Of course, there’s the additional unjustified step taken by creationists — using God to fill perceived gaps, in this case the explanation of why our corner of the universe is so manifestly friendly toward carbon-based life forms. They operate on the patently irrational idea that if something is extremely unlikely, supernatural beings lie at the root of it. It is understandable why the theistically inclined would swallow this; the entire reason we created intelligent gods in the first place was to explain the seemingly inexplicable, and in more recent times we use them to rationalize the presence of anything that strikes us as extremely unlikely. Our minds seem much better equipped to put things into human or anthropic contexts than to confront numbers with scads of zeroes in them, which makes sense in light of what invariably has more immediate survival value or meshes with day-to-day experience as fairly advanced apes.

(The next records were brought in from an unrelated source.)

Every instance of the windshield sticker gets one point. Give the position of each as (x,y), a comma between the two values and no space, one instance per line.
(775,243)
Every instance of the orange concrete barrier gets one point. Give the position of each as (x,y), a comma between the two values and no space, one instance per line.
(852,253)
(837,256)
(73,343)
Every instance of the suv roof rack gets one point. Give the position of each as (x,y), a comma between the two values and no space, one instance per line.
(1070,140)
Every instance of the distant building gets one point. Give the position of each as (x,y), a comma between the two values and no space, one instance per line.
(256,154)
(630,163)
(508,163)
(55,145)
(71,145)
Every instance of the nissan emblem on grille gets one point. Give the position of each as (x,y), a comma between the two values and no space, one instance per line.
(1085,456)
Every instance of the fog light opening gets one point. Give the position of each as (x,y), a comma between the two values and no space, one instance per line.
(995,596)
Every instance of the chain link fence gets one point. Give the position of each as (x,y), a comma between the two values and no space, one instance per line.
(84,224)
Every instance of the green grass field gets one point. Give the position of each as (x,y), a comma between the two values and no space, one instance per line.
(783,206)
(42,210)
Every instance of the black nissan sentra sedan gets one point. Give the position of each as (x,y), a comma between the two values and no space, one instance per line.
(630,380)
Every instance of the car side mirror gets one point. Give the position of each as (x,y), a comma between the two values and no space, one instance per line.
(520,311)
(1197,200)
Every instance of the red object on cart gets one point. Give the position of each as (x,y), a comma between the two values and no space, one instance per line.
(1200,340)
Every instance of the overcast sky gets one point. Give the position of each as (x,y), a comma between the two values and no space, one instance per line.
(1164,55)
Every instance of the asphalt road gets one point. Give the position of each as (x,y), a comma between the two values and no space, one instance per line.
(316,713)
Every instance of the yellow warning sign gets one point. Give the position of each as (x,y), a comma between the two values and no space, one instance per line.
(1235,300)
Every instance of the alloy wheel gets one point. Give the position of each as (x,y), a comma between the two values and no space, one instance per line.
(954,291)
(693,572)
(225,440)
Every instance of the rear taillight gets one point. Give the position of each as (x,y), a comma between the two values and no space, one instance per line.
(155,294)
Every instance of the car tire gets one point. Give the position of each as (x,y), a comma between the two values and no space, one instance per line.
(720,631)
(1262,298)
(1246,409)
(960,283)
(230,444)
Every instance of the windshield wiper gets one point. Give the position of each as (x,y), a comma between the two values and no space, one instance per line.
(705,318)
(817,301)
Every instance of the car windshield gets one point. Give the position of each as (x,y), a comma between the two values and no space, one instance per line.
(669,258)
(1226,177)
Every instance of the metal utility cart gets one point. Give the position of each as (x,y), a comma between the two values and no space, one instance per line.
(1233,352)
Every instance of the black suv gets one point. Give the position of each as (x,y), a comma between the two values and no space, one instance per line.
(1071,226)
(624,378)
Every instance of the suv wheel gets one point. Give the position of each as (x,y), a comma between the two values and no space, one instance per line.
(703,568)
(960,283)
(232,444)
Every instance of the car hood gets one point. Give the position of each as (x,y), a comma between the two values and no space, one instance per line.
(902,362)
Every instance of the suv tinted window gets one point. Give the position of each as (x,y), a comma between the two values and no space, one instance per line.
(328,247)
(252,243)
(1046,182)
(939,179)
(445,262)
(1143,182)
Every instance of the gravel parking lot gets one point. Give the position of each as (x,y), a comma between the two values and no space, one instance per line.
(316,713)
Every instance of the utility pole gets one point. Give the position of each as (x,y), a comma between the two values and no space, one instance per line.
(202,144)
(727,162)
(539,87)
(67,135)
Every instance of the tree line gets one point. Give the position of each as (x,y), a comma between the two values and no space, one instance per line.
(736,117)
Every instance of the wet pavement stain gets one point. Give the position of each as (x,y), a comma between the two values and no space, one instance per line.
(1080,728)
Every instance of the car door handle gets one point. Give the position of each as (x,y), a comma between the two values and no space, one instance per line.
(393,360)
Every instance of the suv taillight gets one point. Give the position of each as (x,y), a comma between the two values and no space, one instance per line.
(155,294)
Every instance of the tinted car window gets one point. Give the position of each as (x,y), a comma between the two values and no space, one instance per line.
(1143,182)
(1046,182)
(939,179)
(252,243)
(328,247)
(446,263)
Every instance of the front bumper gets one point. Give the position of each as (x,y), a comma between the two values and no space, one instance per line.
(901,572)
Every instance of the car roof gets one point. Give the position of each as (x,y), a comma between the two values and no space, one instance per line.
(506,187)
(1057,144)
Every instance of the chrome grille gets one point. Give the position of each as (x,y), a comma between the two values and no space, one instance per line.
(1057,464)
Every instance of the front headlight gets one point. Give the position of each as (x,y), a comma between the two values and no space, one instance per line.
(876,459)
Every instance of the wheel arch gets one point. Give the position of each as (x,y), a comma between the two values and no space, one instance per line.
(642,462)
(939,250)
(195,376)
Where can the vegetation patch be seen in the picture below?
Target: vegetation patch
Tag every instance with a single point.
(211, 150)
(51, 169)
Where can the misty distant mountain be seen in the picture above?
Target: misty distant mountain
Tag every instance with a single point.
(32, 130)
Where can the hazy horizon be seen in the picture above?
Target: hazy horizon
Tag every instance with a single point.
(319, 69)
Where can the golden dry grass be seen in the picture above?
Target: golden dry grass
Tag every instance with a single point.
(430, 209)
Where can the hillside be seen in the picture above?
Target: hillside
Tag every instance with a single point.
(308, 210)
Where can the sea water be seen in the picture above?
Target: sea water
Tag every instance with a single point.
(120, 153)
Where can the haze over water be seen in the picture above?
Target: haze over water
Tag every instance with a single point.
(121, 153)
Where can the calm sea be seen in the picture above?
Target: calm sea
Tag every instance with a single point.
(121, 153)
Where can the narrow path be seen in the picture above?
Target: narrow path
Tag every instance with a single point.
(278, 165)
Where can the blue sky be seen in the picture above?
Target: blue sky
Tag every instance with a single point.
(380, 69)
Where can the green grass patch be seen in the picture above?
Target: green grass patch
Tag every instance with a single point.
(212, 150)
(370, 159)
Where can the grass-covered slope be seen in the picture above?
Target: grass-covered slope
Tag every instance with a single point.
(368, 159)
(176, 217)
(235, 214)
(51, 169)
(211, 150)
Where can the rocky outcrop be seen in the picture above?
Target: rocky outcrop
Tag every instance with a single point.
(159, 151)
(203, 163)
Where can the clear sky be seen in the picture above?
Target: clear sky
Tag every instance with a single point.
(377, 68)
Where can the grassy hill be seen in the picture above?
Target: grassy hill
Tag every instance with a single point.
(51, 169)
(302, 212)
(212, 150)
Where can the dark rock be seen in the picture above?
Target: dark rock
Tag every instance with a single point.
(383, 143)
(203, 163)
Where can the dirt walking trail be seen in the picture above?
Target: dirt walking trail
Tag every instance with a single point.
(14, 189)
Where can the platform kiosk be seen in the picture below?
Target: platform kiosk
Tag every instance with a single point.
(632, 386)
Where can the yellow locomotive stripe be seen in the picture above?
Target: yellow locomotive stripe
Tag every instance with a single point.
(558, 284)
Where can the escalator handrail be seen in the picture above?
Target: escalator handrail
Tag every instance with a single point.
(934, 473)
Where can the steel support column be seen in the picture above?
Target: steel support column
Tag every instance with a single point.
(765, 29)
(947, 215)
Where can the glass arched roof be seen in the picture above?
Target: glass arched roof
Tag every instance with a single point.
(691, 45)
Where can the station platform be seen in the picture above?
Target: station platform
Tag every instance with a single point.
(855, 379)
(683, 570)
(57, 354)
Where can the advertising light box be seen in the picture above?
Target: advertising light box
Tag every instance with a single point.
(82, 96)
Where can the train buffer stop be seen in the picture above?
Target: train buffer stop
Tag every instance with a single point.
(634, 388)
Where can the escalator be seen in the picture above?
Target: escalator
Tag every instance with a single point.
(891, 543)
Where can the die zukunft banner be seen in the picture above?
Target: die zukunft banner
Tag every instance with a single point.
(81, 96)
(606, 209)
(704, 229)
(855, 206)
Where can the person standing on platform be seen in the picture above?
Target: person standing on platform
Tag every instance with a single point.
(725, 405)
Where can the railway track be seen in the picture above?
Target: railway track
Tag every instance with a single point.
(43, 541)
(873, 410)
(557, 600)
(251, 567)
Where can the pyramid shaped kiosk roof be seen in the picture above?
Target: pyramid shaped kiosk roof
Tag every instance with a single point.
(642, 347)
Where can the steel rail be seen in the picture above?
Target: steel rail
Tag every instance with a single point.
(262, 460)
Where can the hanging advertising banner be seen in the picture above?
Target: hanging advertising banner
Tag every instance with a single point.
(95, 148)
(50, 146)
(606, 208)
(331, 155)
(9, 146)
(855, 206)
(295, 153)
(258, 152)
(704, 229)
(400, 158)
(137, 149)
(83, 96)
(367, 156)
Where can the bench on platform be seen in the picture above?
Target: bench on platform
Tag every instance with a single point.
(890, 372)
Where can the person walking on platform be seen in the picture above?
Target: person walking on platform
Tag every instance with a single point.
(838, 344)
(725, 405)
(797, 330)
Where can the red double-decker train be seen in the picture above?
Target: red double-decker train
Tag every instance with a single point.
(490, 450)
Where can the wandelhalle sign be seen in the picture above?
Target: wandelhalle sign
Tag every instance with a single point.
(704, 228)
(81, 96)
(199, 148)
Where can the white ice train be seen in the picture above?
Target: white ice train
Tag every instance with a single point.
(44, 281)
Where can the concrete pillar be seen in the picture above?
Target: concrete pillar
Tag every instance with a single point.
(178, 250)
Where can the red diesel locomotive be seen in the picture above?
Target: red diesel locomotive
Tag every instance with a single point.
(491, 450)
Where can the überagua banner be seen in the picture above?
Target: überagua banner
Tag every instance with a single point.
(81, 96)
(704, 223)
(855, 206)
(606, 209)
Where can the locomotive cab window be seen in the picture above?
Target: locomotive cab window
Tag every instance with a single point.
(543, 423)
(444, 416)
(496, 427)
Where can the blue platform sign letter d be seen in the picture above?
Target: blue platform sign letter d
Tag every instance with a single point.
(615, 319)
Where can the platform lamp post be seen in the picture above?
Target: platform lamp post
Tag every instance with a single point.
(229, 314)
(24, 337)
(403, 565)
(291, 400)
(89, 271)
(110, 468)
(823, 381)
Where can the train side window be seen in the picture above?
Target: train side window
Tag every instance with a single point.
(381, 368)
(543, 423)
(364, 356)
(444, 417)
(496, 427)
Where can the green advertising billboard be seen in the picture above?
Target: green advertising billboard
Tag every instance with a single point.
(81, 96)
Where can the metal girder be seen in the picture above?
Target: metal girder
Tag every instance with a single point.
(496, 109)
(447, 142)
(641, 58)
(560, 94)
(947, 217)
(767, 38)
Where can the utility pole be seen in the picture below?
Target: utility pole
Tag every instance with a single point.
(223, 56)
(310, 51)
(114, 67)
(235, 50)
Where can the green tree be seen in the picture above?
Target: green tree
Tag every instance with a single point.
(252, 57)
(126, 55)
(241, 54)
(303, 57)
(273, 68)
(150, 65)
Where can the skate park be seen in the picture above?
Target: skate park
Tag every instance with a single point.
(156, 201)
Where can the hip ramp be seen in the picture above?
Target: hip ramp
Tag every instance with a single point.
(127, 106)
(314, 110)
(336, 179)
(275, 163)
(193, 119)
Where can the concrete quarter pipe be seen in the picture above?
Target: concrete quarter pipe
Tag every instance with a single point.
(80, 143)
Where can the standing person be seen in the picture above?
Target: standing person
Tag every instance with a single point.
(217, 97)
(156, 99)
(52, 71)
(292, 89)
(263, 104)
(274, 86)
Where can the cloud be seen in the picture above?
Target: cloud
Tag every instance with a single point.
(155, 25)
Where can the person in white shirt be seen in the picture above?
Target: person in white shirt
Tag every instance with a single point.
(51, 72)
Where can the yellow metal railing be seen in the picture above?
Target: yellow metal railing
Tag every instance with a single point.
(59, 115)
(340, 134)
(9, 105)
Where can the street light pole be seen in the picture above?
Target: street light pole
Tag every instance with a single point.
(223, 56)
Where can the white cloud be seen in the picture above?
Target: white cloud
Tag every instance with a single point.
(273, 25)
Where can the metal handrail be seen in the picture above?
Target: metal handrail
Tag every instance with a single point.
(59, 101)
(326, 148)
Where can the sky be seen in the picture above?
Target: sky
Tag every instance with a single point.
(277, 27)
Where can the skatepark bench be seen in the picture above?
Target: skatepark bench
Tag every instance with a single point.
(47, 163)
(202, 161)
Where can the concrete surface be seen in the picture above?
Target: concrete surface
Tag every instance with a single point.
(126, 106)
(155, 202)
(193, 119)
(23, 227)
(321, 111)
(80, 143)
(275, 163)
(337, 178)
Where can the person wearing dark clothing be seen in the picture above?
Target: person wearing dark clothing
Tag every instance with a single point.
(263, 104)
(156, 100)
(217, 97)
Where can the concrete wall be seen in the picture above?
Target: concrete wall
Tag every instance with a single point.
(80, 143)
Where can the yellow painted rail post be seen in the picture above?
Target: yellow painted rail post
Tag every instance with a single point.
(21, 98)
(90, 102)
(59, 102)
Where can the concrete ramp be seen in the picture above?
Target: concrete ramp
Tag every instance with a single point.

We don’t know a lot about the creation of the universe; there is no more reason to abandon the idea of material origins here than there is in less inscrutable realms, but creationists are ever fond of stubbornly trying to seat this or that god in the default artist’s chair. The universe, they say, had to have an intelligent designer. Yet ask them who designed the designer and they frankly behave as if you’ve asked a stupid question. By their own reason the designer had to have been designed, either by some entity which arose de novo or by some other intelligent entity. One can engage in an infinite regress here or, admitting that we know little, simply posit that because at some point something had to “just be,” simple parsimony suggests we assume material forces created the universe until evidence to the contrary is provided.
Beyond that, even if one assumes that the universe came into play via a conscious force of some sort, the leap from this hypothesis to the idea that the Christian or any other textual god was responsible is ludicrously large. Too many of the Bible’s claims about the physical world have proven wrong for it to be regarded as anything other than an interesting anthropological relic and popular piece of ancient literature, but the power that the high priests of yore fought so hard to secure and maintain continues to leave its mark thanks to the near-ingenious way in which religious memes are instilled in subsequent generations.
People like Lee Strobel and the members of the DI traveling circus are doing nothing more than fomenting mysticism in the presence of God-happy, scientifically illiterate or naive audiences, attaching sober-sounding but intrarectally contrived and meaningless probabilites to our world, and using this garbage in an attempt to protect age-old superstitious ideas whose collective number was up a long time ago. If humanity survives for a few hundred more years, such people will be no more capable of attracting a mainstream audience prepared to believe what they here than today’s bands of gypsy fortune-tellers or pockets of Holocaust deniers.